Structural and Design Challenges: Office buildings are not inherently suited for residential use. Developers must navigate issues such as floor plate sizes, plumbing and electrical systems, insulation, and access to daylight. Some buildings are simply too costly or complex to retrofit, leading at least one developer to withdraw from the program.
Cost Overruns and Construction Delays: The historic Barron Building, for example, saw its projected conversion costs double. As Bill Black, president of the Calgary Construction Association, noted, “There’s so many things that can lurk beneath the surface that you’re not aware of until you get going.” Rising construction costs, supply chain disruptions, and tariff threats from the U.S. have further complicated the process.
Is It Working? A Mixed but Promising Picture
While conversions alone won’t solve Calgary’s housing crisis or eliminate office vacancies, they are making a measurable impact. By the third quarter of 2024, office vacancy rates had declined to 23.3%, down from 33% in 2021. Meanwhile, the city’s overall rental housing vacancy rose from 1.4% in 2023 to 4.8% in 2024, helping to stabilize rent prices.

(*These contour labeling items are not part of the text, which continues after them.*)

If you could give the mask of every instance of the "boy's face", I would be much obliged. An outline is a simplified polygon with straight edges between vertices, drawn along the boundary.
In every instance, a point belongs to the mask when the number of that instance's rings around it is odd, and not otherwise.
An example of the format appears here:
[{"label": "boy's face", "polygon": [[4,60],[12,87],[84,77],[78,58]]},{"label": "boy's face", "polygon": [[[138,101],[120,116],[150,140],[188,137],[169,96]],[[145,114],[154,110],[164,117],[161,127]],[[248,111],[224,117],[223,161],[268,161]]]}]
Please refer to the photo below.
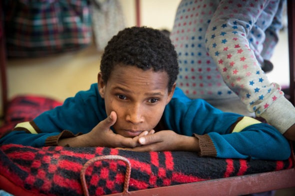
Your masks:
[{"label": "boy's face", "polygon": [[126,65],[115,66],[106,84],[99,73],[98,83],[106,114],[112,111],[116,113],[117,120],[112,126],[116,133],[131,138],[156,126],[176,86],[168,92],[166,72],[144,71]]}]

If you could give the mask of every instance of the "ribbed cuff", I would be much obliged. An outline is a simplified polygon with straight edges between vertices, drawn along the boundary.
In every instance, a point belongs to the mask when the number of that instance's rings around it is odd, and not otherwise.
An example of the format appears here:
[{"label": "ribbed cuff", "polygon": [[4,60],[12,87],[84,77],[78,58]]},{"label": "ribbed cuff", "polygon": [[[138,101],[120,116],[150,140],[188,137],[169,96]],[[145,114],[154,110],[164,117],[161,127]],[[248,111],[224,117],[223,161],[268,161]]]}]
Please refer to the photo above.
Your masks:
[{"label": "ribbed cuff", "polygon": [[198,139],[200,152],[199,155],[201,157],[214,157],[217,156],[217,151],[211,138],[208,134],[203,135],[194,134],[194,137]]},{"label": "ribbed cuff", "polygon": [[282,134],[295,123],[295,108],[284,97],[282,96],[260,116]]},{"label": "ribbed cuff", "polygon": [[[50,136],[45,141],[45,145],[44,146],[58,146],[58,140],[62,138],[72,138],[74,137],[76,137],[79,135],[82,135],[81,133],[78,133],[76,135],[74,135],[72,132],[68,130],[64,130],[62,133],[60,134],[53,136]],[[66,146],[70,146],[68,145],[66,145]]]}]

The initiative also plays a key role in repositioning Calgary as a dynamic, livable city. “If we hadn’t started this four years ago, we would be far behind where we need to be right now,” Mayor Gondek stated. However, experts remain cautious about declaring the program an outright success. Greg Kwong, Alberta region managing director for Coldwell Banker Richard Ellis, pointed out that the initiative is still in its early stages, and ongoing funding and policy support will be necessary for long-term success.
The Path Forward
Calgary’s bold experiment in office-to-housing conversions offers valuable lessons for cities worldwide grappling with vacant commercial space and housing shortages. The program has demonstrated that, with the right incentives and planning, adaptive reuse of office buildings can contribute meaningfully to downtown revitalization. However, challenges remain, and continuous adjustments will be necessary to ensure its viability.
As the city moves forward, the success of the program will hinge on balancing incentives with pragmatic expectations. While not a silver bullet, the initiative is proving to be a valuable tool in reshaping Calgary’s downtown, making it a more vibrant and livable space for future generations.